Набрав тысяч до трех войска, Лжедимитрий пошел под Козельск и там, напав врасплох, разбил отряд царских войск. Но когда оттуда возвращался в Карачев, то литовцы захотели уйти у него с добычею, взятою под Козельском, и начали волноваться. Самозванец испугался и ушел от них с небольшим отрядом людей, на которых совершенно полагался, и засел в Орле. Но и здесь сильно трусил, особенно после покушения убить его ночью. Меховецкий не знал сначала, куда девался царь, потом, узнав, что он в Орле, послал к нему с просьбою возвратиться, потому что одно его присутствие может удержать войско.
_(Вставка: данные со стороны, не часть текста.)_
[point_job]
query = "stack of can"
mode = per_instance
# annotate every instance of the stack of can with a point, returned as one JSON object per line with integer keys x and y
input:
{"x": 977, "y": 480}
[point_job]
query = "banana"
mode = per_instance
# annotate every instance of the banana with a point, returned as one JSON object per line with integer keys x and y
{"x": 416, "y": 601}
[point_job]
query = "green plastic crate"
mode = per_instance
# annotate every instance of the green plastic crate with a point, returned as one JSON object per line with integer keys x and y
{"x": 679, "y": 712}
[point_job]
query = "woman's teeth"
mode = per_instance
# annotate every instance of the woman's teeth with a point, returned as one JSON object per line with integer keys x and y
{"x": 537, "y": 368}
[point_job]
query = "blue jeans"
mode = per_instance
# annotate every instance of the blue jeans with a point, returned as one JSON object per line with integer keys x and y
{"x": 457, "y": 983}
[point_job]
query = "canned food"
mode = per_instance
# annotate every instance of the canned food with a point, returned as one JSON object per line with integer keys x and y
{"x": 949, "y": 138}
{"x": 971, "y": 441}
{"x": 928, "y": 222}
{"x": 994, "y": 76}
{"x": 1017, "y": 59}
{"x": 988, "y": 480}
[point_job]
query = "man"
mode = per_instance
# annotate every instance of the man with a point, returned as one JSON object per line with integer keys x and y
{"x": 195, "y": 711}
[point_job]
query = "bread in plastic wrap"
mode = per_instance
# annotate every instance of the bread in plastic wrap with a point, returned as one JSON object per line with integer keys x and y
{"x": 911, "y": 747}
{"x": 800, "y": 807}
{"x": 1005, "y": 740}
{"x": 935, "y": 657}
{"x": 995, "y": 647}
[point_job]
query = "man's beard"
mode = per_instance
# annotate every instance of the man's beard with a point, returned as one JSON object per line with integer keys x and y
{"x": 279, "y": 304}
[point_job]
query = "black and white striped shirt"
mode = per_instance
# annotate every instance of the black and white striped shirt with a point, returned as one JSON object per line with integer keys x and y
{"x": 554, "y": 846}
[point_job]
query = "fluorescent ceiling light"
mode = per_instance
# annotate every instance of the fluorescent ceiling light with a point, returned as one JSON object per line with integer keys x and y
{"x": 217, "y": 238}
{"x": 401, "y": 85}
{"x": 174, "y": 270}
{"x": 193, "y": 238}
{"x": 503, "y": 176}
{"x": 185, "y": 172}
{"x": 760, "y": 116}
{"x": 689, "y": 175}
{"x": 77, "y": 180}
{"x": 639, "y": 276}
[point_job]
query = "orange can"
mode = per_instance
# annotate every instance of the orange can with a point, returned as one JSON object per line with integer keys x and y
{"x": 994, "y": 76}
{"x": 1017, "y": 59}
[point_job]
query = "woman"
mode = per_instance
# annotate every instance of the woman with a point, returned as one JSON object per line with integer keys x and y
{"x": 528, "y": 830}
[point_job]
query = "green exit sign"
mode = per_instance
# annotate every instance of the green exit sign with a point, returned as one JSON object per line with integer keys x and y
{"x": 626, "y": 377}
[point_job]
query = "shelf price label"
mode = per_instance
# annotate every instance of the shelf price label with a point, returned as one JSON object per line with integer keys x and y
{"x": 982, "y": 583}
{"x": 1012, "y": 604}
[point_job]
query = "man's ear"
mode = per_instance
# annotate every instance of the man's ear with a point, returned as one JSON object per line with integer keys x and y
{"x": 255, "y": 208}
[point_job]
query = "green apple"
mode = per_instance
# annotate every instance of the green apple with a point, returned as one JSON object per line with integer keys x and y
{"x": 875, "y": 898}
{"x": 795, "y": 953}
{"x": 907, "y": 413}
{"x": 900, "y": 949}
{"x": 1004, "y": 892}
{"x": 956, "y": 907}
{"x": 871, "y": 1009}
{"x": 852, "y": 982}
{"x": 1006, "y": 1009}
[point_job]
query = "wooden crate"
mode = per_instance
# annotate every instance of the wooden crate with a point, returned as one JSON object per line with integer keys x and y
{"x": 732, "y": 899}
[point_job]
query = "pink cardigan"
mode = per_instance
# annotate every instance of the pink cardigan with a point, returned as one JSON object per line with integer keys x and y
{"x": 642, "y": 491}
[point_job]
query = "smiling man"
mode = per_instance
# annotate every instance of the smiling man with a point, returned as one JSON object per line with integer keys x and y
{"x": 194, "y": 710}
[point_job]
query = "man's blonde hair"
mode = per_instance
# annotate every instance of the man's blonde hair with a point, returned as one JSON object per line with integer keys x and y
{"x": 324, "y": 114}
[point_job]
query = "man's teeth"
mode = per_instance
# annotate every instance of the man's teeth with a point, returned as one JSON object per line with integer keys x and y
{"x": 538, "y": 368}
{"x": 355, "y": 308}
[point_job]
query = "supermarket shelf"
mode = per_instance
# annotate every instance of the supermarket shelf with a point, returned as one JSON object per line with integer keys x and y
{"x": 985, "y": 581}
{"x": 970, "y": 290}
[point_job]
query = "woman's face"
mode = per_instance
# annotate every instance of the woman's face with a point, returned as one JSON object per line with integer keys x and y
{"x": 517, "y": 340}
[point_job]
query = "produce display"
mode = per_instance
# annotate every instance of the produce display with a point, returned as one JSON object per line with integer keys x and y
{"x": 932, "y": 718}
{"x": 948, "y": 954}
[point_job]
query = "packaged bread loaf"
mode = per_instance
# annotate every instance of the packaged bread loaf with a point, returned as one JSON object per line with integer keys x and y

Лжедимитрий возвратился, но, видя, что войско не перестает волноваться, снова украдкою выехал по дороге в Путивль. Тут он встретил Валавского, который из киевской Украйны шел к нему от князя Романа Рожинского с тысячью человек; потом встретил Тышкевича с 1000 человек поляков, князя Адама Вишневецкого, знаменитого Лисовского и других. По совету Лисовского Лжедимитрий пошел осаждать Брянск, на подмогу к которому спешили воеводы, князья Куракин и Литвин-Мосальский. Последний пришел 15 декабря к Десне, которая отделяла его от города; несмотря на позднее время, река еще не стала, лед шел по ней большими глыбами. Жители Брянска, видя, что ратные люди остановились за льдом, кричали им: "Помогите! Погибаем!" Ратные люди, слыша это, сказали: "Лучше нам всем помереть, нежели видеть свою братию в конечной погибели; если помрем за православную веру, то получим у Христа венцы мученические". Взяв прощение друг у друга, они начали метаться в реку и поплыли. Ни лед, ни стрельба с другого берега, где стояли осаждающие, не остановили их, и они благополучно добрались до города: ни один человек и ни одна лошадь не погибли. Вслед за Мосальским пришел и князь Куракин. Не надеясь отбиться от Лжедимитрия, он отступил, снабдив Брянск продовольствием, и засел в Карачеве; Лжедимитрий, не надеясь взять этого города, пошел на знмовку в Орел.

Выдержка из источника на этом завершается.